Hopefully it’s a wake up call. Germany is one of the western countries whose economy is suffering the most from the consequences of the Ukraine war. That’s what the International Monetary Fund announced. But even before the Russian troops invaded, it was clear that Germany’s economic model was based on dangerous dependencies: the gas came from Russia and economic growth was fueled by exports to China. Both must change.

How risky to naïve it was to put your energy security in Moscow’s hands has now been shown. However, trusting in China as a friendly sales market for German products is also tricky. In any case, the dictatorship in Beijing wants to make its economy less dependent on imports. The aim of this strategy, called “double circulation”, is that, on the contrary, other countries are more dependent on technology from China.

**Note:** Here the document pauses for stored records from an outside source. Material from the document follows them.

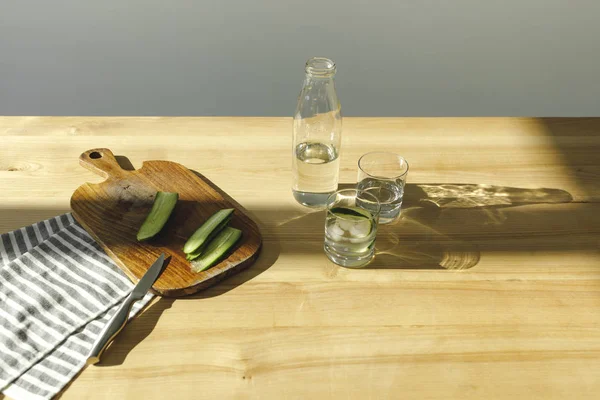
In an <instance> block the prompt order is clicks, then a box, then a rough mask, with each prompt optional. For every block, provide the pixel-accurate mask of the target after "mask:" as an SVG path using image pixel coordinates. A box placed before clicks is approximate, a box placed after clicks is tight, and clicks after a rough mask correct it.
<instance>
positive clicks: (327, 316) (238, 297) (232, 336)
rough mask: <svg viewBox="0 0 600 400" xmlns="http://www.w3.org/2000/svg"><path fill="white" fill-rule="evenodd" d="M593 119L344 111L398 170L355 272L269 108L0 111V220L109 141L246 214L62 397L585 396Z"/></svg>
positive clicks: (284, 131)
mask: <svg viewBox="0 0 600 400" xmlns="http://www.w3.org/2000/svg"><path fill="white" fill-rule="evenodd" d="M599 132H600V119H513V118H491V119H475V118H469V119H461V118H451V119H447V118H443V119H389V118H346V119H345V121H344V133H343V136H344V137H343V147H342V160H341V173H340V174H341V181H342V182H343V183H346V184H351V183H353V182H355V179H356V163H357V160H358V158H359V156H360V155H361V154H362V153H364V152H367V151H371V150H390V151H394V152H398V153H400V154H402V155H403V156H405V157H406V158H407V160H408V161H409V163H410V165H411V170H410V172H409V177H408V182H409V184H408V186H407V188H406V195H405V204H404V211H403V219H402V221H401V222H400V223H398V224H397V225H394V226H385V227H382V228H381V231H380V235H379V236H378V239H377V256H376V259H375V261H374V262H373V263H372V265H371V266H370V267H369V268H367V269H363V270H351V269H345V268H341V267H338V266H336V265H334V264H332V263H331V262H329V261H328V260H327V258H326V257H325V255H324V254H323V251H322V243H323V214H322V213H321V212H314V211H312V210H309V209H305V208H303V207H301V206H299V205H297V204H296V203H295V202H294V200H293V198H292V195H291V191H290V184H291V175H290V166H291V160H290V156H291V120H290V119H287V118H36V117H8V118H0V140H1V144H0V186H1V188H2V196H1V203H0V232H6V231H9V230H12V229H14V228H17V227H21V226H24V225H27V224H30V223H32V222H35V221H38V220H40V219H43V218H47V217H50V216H54V215H57V214H60V213H63V212H67V211H69V198H70V196H71V194H72V192H73V191H74V190H75V188H76V187H77V186H79V185H80V184H82V183H83V182H86V181H91V182H98V181H99V178H98V177H96V176H94V175H92V174H91V173H89V172H88V171H86V170H84V169H83V168H81V167H80V166H79V165H78V163H77V157H78V156H79V154H80V153H81V152H83V151H84V150H87V149H89V148H94V147H109V148H111V149H112V150H113V151H114V152H115V153H116V154H120V155H123V156H127V157H128V158H129V160H130V161H131V163H132V164H133V165H134V166H136V167H139V166H140V165H141V162H142V161H143V160H147V159H165V160H172V161H177V162H180V163H182V164H184V165H186V166H188V167H189V168H191V169H195V170H197V171H200V172H201V173H202V174H204V175H206V176H207V177H208V178H209V179H211V180H213V181H214V182H215V183H217V184H218V185H219V186H220V187H221V188H223V189H224V190H226V191H227V192H228V193H229V194H231V195H232V196H233V197H234V198H236V199H237V200H238V201H239V202H240V203H241V204H242V205H244V206H245V207H246V208H247V209H248V210H250V212H251V213H252V214H253V215H254V216H255V217H256V219H257V220H258V221H260V224H261V229H262V230H263V233H264V250H263V252H262V255H261V256H260V258H259V260H258V262H257V263H256V264H255V265H254V266H252V267H251V268H250V269H249V270H247V271H245V272H244V273H241V274H239V275H237V276H235V277H232V278H230V279H229V280H227V281H225V282H224V283H222V284H220V285H219V286H217V287H214V288H211V289H209V290H207V291H205V292H203V293H202V294H201V295H200V296H196V297H194V298H190V299H178V300H175V301H173V300H168V299H161V300H159V301H158V302H156V303H155V304H154V305H152V306H151V307H150V308H149V309H148V310H147V311H146V312H145V313H144V314H143V315H141V316H140V317H138V318H137V319H136V320H135V321H134V322H132V323H131V324H129V325H128V326H127V327H126V329H125V330H124V332H123V333H122V334H121V335H120V336H119V338H118V340H117V342H115V343H114V345H113V346H112V347H111V348H110V349H109V350H108V352H107V353H106V357H105V361H104V366H102V367H89V368H87V369H86V370H85V371H84V372H83V373H82V374H81V375H80V376H79V377H78V378H77V379H76V380H75V381H74V382H73V383H72V384H71V385H70V387H69V388H68V389H67V390H66V391H65V392H64V393H63V396H62V398H63V399H82V398H90V399H91V398H115V399H120V398H132V399H133V398H136V399H137V398H144V399H164V398H170V399H183V398H211V399H224V398H244V399H245V398H249V399H259V398H260V399H322V398H344V399H345V398H353V399H368V398H372V399H380V398H381V399H383V398H395V399H399V398H406V399H451V398H460V399H485V398H491V399H499V398H506V399H516V398H518V399H533V398H539V399H559V398H560V399H566V398H568V399H586V398H587V399H596V398H600V375H599V374H600V253H599V244H600V241H599V239H600V204H599V201H600V185H599V183H598V182H599V179H600V135H599Z"/></svg>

In addition, Beijing’s ambivalent behavior towards the war party Russia has dispelled any remaining doubts that China’s government sees the West as an enemy: Beijing does not support the invasion of Ukraine, but China’s state media repeats Russian propaganda, while top politicians celebrate the “solid friendship” with Moscow . Sooner or later the conflict with China could escalate; Western states would then impose sanctions on the export market, which is highly valued by German industry.

A turning point in economic policy is therefore necessary, just as Chancellor Olaf Scholz proclaimed in defense policy. The aim is not to export less to China. But dependency must be reduced by companies selling more to other markets. So it’s not about decoupling from China. It’s just a matter of being better prepared in the unfortunate event that this decoupling becomes necessary in the future or is enforced by China itself.

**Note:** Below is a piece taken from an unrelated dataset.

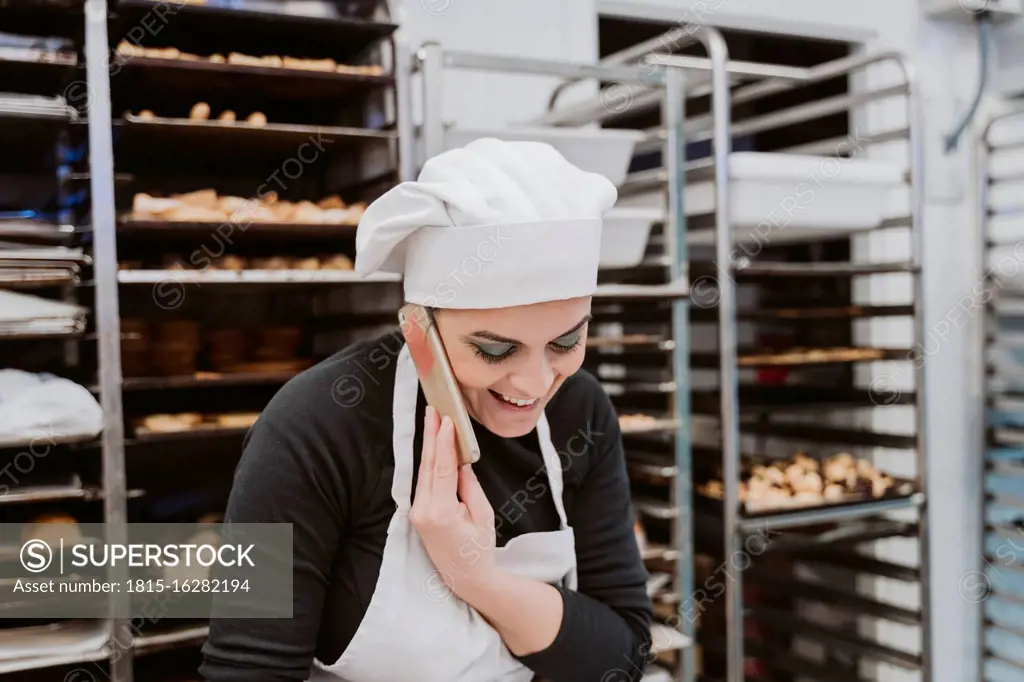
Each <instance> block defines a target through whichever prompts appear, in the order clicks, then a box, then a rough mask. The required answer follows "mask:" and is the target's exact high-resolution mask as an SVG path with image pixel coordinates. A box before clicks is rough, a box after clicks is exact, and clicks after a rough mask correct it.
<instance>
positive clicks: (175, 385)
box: [94, 371, 298, 391]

Olaf Scholz has to play the driver

The solution is obvious, namely in the neighborhood: The common internal market of the EU is an extremely practical sales market and production location, and with political will it could be significantly strengthened. Germany’s industry could then invest in Navarre, Spain, rather than in Nanjing, China. However, the internal market has so far fallen short of its potential because it is incomplete. In principle, companies should be able to do business in other EU countries without bureaucratic hurdles. In fact, companies sometimes have to continue to grapple with obstacles. And in the case of services or in the Internet economy, i.e. especially in growth sectors, there can be no talk of a real common market.

EU governments keep vowing the importance of the single market. But when it comes to breaking down hurdles, progress is a snail because someone always sees some national interest as a threat. The situation with the banking and capital markets union, the ambitious project to create a common market for banking and stock exchange transactions in the EU, is similarly depressing. That too would help Europe’s economy and reduce dependence on other financial centers such as London and New York. A genuine internal energy market is also a long time coming; for example, there is a lack of pipelines to transport liquefied natural gas from underutilized port terminals in Spain to France and on to Germany.

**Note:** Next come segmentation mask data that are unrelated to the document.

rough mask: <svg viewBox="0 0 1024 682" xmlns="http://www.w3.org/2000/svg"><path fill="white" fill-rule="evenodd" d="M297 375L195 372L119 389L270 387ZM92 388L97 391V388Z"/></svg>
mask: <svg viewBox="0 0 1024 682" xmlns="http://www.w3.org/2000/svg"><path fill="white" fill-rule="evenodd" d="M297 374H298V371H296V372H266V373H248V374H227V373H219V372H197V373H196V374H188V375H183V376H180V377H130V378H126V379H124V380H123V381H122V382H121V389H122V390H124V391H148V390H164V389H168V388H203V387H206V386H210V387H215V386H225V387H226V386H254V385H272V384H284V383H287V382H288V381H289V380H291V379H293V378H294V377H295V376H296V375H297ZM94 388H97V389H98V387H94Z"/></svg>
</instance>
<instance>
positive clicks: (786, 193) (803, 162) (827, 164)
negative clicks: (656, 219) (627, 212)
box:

The EU can no longer afford this hesitation. The 27 governments must see the war in the neighborhood and Beijing’s dubious tactics as a wake-up call. And Chancellor Scholz should play the driving role in Brussels in order to strengthen Europe’s economy and make it more independent. That would be in national self-interest alone, but it serves the entire European Union. The red-green-yellow coalition agreement is full of flowery promises in European politics. Now it’s time for action.